Thirty minutes after the battle, Matias
circled back around and landed the helo. Carlie, Jared, and Shane had already
gone through the vehicles and the contents of the men’s pockets for any
tactical goods.

Matias walked over and stared at the
bullet-ridden corpses. “Not who we’d hoped they were, eh?”

“Nope,” said Jared. “Looks like flesh-eaters
aren’t found just among the undead.”

“They mentioned having a building nearby
they were holed up in,” said Carlie. “Did you see anything that was intact we
might have missed on our arrival?”

“No, but I did locate an aerial tower at a
radio station a few miles from here. We may be able to use that for boosting
the signal on our comms in the helo.”

“Alright, why don’t you head there and
we’ll follow behind in one of the Humvees just in case we end up needing a
vehicle.”

****

Twenty minutes later, they had cleared the
tiny radio station and Matias had gone to work on the radio transceiver.
Meanwhile, Carlie and the others set up a perimeter around the cinderblock building
and did an inventory of their weapons and ammo count.

The rest of the group waited outside as
Matias went to work on jerry-rigging the various radio devices to try and
connect with any military frequencies along the west coast.

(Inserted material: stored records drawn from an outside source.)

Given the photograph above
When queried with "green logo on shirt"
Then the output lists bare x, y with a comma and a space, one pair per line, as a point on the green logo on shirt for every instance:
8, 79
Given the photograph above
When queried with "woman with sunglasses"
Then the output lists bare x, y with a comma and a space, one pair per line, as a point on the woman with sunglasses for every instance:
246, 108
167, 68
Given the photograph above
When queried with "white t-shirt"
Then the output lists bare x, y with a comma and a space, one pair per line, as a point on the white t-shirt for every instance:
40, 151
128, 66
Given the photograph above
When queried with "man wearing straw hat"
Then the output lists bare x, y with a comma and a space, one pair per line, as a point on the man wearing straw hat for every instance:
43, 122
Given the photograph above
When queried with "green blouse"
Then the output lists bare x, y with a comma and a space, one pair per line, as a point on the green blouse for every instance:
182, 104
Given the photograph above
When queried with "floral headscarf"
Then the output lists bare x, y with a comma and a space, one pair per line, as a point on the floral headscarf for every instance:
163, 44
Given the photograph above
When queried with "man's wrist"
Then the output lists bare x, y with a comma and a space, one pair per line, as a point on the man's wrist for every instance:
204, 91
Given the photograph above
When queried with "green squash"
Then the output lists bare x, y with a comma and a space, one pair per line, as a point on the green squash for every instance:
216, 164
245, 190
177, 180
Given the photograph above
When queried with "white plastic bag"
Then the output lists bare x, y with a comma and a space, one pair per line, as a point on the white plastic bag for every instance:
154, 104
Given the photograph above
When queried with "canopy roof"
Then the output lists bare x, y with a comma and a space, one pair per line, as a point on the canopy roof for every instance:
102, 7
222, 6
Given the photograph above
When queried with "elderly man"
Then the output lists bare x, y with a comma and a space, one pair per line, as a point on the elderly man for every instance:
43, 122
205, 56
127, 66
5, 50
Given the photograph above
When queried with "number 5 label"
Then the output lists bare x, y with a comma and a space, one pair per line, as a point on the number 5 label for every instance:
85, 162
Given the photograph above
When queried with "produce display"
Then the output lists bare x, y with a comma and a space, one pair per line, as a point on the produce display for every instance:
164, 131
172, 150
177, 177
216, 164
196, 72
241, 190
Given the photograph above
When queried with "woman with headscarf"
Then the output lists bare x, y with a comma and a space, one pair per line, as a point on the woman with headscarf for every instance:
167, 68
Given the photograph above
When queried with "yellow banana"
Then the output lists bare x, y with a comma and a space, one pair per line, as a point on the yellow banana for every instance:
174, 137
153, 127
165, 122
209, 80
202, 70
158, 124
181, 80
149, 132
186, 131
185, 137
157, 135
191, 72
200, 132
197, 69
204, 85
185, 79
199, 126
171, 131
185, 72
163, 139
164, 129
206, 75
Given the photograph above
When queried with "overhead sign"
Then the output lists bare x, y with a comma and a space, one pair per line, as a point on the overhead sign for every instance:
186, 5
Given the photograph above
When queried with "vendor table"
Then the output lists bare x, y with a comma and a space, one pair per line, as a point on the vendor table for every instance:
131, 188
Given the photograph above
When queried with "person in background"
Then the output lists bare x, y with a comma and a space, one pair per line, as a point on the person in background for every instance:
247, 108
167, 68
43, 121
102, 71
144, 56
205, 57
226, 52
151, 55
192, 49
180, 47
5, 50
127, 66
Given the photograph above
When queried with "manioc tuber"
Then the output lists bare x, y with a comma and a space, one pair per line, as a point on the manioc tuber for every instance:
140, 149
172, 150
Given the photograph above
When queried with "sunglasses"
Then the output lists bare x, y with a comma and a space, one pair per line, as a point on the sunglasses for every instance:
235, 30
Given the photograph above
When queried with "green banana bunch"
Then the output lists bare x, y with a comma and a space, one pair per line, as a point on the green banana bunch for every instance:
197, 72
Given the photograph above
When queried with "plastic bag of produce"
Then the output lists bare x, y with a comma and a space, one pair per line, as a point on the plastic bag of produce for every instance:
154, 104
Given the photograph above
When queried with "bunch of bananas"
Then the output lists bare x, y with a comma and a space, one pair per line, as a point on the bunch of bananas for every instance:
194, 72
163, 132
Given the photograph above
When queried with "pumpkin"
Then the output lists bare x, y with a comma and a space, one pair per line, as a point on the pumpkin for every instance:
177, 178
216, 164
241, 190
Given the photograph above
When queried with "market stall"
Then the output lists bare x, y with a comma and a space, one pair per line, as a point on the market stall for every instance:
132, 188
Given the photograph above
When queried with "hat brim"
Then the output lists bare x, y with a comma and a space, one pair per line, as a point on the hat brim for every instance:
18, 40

Carlie was sitting cross-legged on the
dirt, eating from a can of pork and beans, still pondering what had become of
her brother.
I know Matt would have gotten out of the city early with his
family when things started falling apart. He would have beelined for our cabin
in the mountains

question is, did he make it there in time before the
highway was gridlocked from everyone else fleeing? God, a person’s soul could
be torn apart just trying to fathom where their loved ones ended up when all
this went down in the world.
She stopped eating and leaned her head back
against the warm concrete wall, closing her eyes.
I can’t give up hope

he
has to be up in the mountains and I’ll find him

somehow I’ll find him.

Carlie opened her eyes as she heard Jared
sit down in the shade beside her, and he looked at her with a crooked smile as
he spoke. “So, I’ve been curious about something—something that’s of real
concern but that no one has brought up yet.”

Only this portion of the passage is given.